To me, the successful folding of egg whites is a near-impossible feat requiring great skill, good karma, and the perfect alignment of the stars.
Well, to my utter surprise, karma and stars came together. The dessert was a feathery perfection. It was so perfect, I went swoony. It was so perfect, I the non-lemon dessert-eating person inhaled two portions. The only person who didn’t go into raptures? You guessed it. Handsome Hubby. His comments: “Not bad. It’s OK. It wasn’t that hard to make, was it?”
Mock my dessert. Mock me. After 90+ days of sheltering in place, I was the one ready to serve something else, perhaps HH’s head on a platter!
Disheartened, I tossed the recipe into the trash and scrubbed up my sugar-flour-butter strewn kitchen in a major sulk.

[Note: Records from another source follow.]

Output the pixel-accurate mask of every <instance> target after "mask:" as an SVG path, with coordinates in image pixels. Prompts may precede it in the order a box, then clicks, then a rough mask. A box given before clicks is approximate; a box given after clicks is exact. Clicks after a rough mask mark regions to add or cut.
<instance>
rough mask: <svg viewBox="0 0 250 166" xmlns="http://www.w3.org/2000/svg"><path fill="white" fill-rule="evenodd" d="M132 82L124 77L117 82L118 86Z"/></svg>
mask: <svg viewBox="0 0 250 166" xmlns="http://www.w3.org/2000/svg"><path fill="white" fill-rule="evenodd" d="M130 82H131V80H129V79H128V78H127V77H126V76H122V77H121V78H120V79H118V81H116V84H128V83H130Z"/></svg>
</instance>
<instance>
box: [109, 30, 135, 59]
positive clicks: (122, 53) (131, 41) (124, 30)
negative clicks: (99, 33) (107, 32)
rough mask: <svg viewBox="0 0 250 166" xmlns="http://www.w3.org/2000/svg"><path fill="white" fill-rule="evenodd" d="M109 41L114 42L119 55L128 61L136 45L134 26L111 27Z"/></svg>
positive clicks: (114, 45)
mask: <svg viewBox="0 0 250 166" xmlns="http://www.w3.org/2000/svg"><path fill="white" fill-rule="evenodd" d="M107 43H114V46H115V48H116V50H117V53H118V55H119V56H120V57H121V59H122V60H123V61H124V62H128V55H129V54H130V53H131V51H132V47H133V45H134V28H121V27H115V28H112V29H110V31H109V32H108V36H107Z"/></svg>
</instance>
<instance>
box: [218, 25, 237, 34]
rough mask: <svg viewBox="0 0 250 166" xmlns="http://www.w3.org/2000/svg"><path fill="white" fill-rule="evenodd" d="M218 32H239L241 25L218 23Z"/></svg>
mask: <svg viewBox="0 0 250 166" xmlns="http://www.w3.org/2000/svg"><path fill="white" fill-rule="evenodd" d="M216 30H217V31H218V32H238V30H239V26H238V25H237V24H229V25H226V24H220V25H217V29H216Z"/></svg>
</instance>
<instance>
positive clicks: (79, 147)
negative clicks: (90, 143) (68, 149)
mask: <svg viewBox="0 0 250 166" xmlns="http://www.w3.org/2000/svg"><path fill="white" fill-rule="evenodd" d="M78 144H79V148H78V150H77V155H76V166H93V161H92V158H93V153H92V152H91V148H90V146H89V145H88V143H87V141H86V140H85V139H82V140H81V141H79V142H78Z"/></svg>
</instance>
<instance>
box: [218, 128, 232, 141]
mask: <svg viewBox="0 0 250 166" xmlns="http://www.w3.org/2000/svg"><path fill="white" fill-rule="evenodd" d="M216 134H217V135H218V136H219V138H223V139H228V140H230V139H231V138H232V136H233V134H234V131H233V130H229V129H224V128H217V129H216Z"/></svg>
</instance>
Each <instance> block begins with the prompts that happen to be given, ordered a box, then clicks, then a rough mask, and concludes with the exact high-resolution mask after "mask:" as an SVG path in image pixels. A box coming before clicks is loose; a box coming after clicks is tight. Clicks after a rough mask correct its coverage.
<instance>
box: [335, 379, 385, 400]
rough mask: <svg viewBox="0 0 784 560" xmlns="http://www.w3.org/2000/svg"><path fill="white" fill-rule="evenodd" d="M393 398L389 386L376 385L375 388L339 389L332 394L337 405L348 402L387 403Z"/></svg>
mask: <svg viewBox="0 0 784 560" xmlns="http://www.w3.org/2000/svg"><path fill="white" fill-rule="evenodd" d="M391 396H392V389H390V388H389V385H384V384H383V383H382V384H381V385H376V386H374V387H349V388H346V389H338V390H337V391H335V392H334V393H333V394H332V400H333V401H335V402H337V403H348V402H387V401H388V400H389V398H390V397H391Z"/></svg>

The next day I brought the lemony leftovers over to my daughter who also likes tart treats to see what she thought. Even before arriving home, I received the following text message: “The lemon pudding is Life Changing!”
I dashed to the trash can at the curb, but I was too late. The garbage had already been picked up. Now I’ve got to search the Internet to find the damned recipe!
So goes Day 92! There really ought to be a law! Oh, and HH is swoony again. Kimberley just dropped off a fresh batch of lemon bars.